1 weekend. 20 hours. That’s how long it took to shoot “In-Kind,” the short film that I wrote and am co-directing, along with Stephanie Dawson. (Check out the “Anatomy of a Short Film” tab above for progress on this project.) This film’s been on my mind for over four years, and I’m excited to say that we’ve wrapped shooting and are looking forward to post-production. Over 20 amazing artists and technicians joined together in a Bushwick, Brooklyn apartment to get it done, not least of which was our terrific cast, composed of Monique Pappas, Makenna Pappas, and Joe Forbrich (SAG-AFTRA).

Joe took on “In-Kind” in between shooting a Steven Spielberg/Tom Hanks movie in Europe and starring on Broadway in an upcoming production. He took the time to send Stephanie and me the note below, describing the magic that comes with making a low-budget short film. Joe’s sentiment is echoed by everyone who has brought “In-Kind” to life so far. This is why we do this…

From Joe:

I just finished a long weekend of working on a short film. I played a homeless person who commits an act of love. There is great luxury in this—putting myself in the shoes of a man less fortunate than I, all the while knowing I can go home to a warm bed, my wife by my side.

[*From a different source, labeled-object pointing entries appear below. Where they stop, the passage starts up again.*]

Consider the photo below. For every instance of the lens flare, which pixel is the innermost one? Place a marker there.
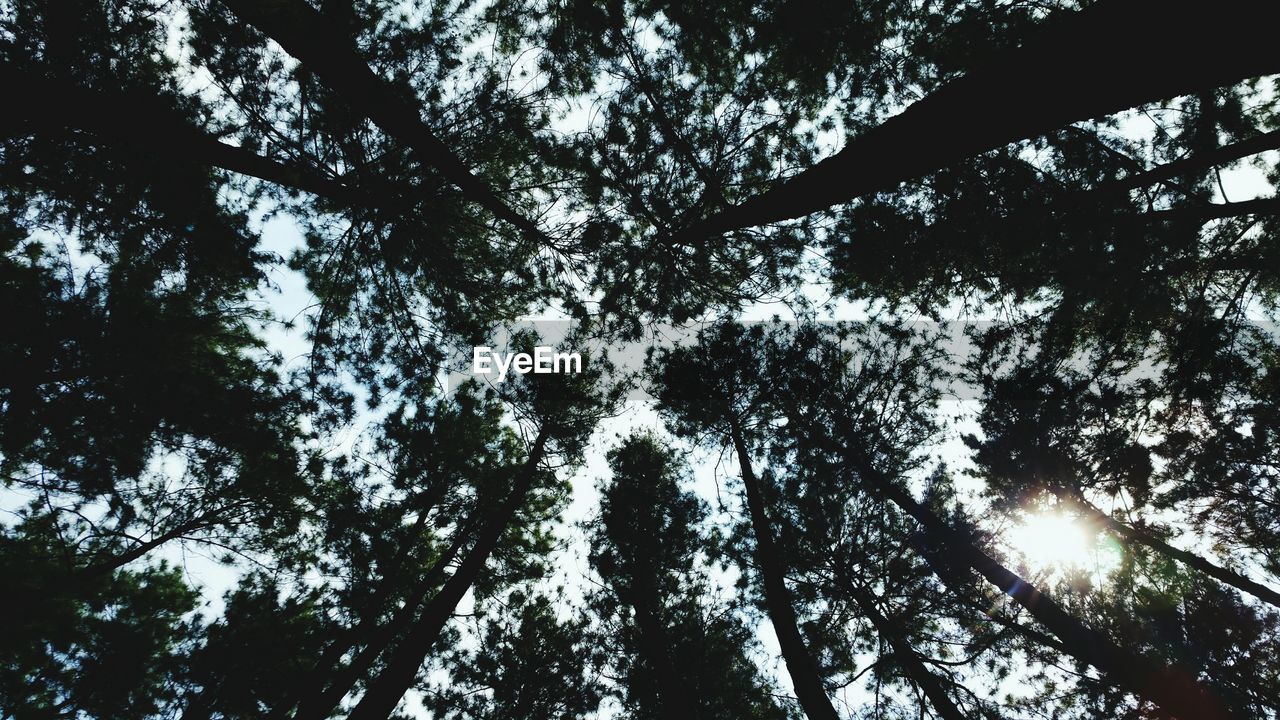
(1052, 541)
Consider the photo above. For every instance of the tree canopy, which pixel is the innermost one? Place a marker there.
(1008, 446)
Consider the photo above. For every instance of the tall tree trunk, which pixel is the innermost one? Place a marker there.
(403, 661)
(1111, 57)
(777, 598)
(330, 683)
(672, 692)
(906, 656)
(149, 123)
(1176, 693)
(328, 51)
(1189, 559)
(1200, 162)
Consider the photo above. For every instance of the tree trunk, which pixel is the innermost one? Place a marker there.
(150, 124)
(777, 600)
(672, 692)
(1189, 559)
(328, 51)
(906, 655)
(401, 668)
(1176, 692)
(332, 683)
(1111, 57)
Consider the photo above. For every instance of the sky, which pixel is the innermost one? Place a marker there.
(288, 299)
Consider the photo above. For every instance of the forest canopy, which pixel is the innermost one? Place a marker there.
(1004, 445)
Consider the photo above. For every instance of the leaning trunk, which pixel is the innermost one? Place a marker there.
(777, 598)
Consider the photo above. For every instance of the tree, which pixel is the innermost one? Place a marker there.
(679, 655)
(1068, 173)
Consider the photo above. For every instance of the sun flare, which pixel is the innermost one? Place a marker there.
(1052, 541)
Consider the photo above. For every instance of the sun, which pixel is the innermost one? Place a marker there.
(1054, 541)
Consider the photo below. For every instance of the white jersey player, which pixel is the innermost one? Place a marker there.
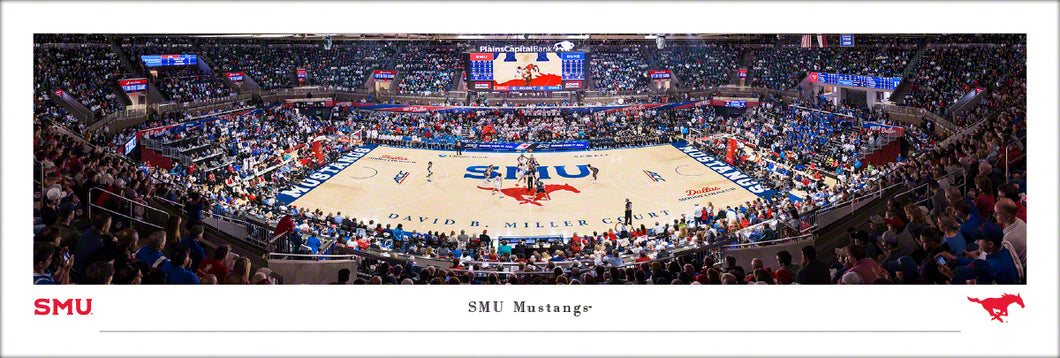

Much like this homeless man, I participated in this project as an act of love. As did just about all the 20 or so others who came together in a Bushwick apartment donated by friends who didn’t mind having it taken over as an occupying army would on their march toward battle. The bathroom became the costume, hair, and makeup quarters. The living room became the barracks. The kitchen fed the troops. And when we needed to shoot in one of these rooms, all the gear was cleared and the production designer went to work, putting every set piece back in place, as if it had been there all along.

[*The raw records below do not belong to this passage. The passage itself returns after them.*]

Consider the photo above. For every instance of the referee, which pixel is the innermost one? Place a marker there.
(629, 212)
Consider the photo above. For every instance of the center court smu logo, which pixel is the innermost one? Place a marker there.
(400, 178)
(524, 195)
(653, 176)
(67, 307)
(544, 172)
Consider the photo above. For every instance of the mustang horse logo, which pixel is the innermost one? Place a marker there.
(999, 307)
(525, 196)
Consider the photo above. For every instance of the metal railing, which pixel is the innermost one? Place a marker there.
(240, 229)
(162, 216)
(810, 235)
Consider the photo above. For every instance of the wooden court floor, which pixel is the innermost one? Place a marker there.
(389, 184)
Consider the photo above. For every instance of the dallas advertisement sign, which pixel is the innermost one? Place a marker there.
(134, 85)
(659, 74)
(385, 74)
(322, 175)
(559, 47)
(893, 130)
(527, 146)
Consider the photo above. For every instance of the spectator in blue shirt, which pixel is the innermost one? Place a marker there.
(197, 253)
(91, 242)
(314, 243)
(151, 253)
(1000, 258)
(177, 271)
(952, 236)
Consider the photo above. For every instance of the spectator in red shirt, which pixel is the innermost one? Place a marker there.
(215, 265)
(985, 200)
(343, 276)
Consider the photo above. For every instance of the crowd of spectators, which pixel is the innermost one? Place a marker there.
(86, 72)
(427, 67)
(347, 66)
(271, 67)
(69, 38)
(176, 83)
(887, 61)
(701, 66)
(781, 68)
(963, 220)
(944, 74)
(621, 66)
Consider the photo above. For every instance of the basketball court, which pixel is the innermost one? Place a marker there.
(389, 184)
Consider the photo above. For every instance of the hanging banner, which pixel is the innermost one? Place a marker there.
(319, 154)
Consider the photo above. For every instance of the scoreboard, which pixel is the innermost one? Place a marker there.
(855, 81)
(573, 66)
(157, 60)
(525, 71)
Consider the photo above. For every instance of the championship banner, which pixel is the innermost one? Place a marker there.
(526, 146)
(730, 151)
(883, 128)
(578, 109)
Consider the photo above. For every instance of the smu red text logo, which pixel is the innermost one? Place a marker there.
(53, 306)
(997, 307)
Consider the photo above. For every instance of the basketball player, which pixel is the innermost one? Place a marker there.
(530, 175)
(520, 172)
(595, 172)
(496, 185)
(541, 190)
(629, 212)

Low budget short or not, this light brigade still requires all the elements of a Hollywood blockbuster, from the camera and lighting equipment, props and furniture, down to the bureaucratic details of special contracts with union actors. Certain luxuries are necessarily missing from these projects; there are no plush mobile trailers to house the stars of the movie (which is fine with me since I’ve never been a star), no catering trucks offering fine cuisine, and no one to hold an umbrella over you if it’s raining outside. These things are cool if you’re being financed by Sony Pictures. But not deal breakers when you’re raising funds through Indiegogo and the like.

I have been on movie sets that spent millions of dollars in a single day. I have been flown first-class to Germany to speak six lines in a Steven Spielberg film. I have loved every minute of it.  But I was also secretly jealous of the relationship between Tom Hanks and his director. How they collaborated and talked about the story and the shots, and the workaday trust that made the impossible seem effortless onscreen. How every movie is a mountain, and every day is a shovelful of dirt to be thrown upon this artful heap. That’s what I wanted.

And that’s what I get when I work with Stephanie and Dan. They let me play in the sandbox with them. They also handle all the personalities and dodge the cars when we shoot on the street, and they slip on the ice like the rest of us, but they get up and keep going because the shoot must go on. There are 20 or so artists who must somehow knit themselves together and come up with a film. There is only so much time. Only so much daylight left. But in the end, late on a Sunday night, we know we’ve got the elements of something special. Something magic. Something collaborative. And that is luxury.